Portola believed its manufacturing design was in good shape after an April meeting with FDA inspectors who checked out the facility where it will manufacture AndexXa, its breakthrough anticoagulant reversal agent. But Portola execs acknowledged today those good feelings were misplaced and that the FDA has issued a complete response letter for the drug focused primarily on manufacturing questions.
Portola ($PTLA) Wednesday reported the CRL to investors, saying the FDA requested more information about manufacturing, but also additional data for inclusion of the anticoagulants edoxaban and enoxaparin in the label. The agency also told the company that it needs more time to review the clinical amendments to Portola’s postmarketing commitments that it has recently submitted.
The delay also affects companies like Bristol-Myers Squibb ($BMY) and Pfizer ($PFE), which market the anticoagulant Eliquis for which AndexXa would serve as a bleeding antidote.
In a call today with analysts, CEO Bill Lis said Portola was “surprised” by the requests for more information on manufacturing. He said there were a handful of observations during the inspection and that they did not appear critical. He said the fact that Portola received very little feedback after the inspection led it to believe the FDA was satisfied with its responses to those observations.
“There seems to be a disconnect in our interpretation,” said Lis, who explained Portola will know more after a meeting with the FDA to go over the CRL.

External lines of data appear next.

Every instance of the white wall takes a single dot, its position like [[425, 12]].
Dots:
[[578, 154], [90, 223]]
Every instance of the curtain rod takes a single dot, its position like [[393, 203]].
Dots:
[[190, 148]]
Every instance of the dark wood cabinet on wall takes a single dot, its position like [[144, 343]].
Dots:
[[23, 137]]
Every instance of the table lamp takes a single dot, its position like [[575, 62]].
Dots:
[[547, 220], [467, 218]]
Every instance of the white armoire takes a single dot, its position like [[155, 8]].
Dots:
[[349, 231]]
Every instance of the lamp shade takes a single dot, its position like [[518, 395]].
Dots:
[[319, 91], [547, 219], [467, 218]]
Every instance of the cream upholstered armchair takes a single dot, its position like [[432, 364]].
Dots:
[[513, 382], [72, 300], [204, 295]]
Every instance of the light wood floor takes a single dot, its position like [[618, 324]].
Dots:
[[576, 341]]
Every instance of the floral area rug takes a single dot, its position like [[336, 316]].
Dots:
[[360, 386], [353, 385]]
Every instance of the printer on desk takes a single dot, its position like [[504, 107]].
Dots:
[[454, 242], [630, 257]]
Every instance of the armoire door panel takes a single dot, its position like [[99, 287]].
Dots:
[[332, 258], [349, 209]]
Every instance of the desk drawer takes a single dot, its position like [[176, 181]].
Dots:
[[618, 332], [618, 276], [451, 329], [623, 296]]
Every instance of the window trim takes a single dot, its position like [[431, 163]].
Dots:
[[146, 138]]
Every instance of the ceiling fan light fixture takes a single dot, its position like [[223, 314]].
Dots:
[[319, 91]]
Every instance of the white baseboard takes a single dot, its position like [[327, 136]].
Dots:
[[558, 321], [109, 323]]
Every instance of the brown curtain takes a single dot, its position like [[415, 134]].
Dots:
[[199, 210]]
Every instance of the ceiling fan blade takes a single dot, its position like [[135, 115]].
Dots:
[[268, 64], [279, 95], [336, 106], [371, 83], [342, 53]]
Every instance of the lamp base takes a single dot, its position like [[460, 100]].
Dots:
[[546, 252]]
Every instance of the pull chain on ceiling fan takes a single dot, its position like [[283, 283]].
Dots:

John Curnutte, Portola's executive VP of research and development, told analysts that there was not a fundamental concern about Portola's ability to make the drug. However, due to the nature of a breakthrough review like AndexXa received, the review goes so quickly that the drugmaker and FDA know as far as validation, some matters will be answered during the post-approval period. He said now it is clear the FDA wants more of those matters resolved before approval.
“There are some things we thought we would be able to do on the other side of the river but which they want done on this side,” Curnutte said.
Portola joins a growing list of companies that this year have had approvals of their drugs delayed over manufacturing matters. Valeant Pharmaceuticals and Ocular Therapeutix both got CRLs last month for their eye drugs. In May, AstraZeneca ($AZN) said it had received a CRL for its investigational treatment for hyperkalemia, a drug candidate that was the target of AstraZeneca’s $2.7 billion buyout of ZS Pharma. This was also tied to manufacturing problems. And before that, Miami-based OPKO ($OPK) received a CRL because of issues the FDA had with the manufacturing plant in Florida where its drugs are being manufactured by Catalent ($CTLT).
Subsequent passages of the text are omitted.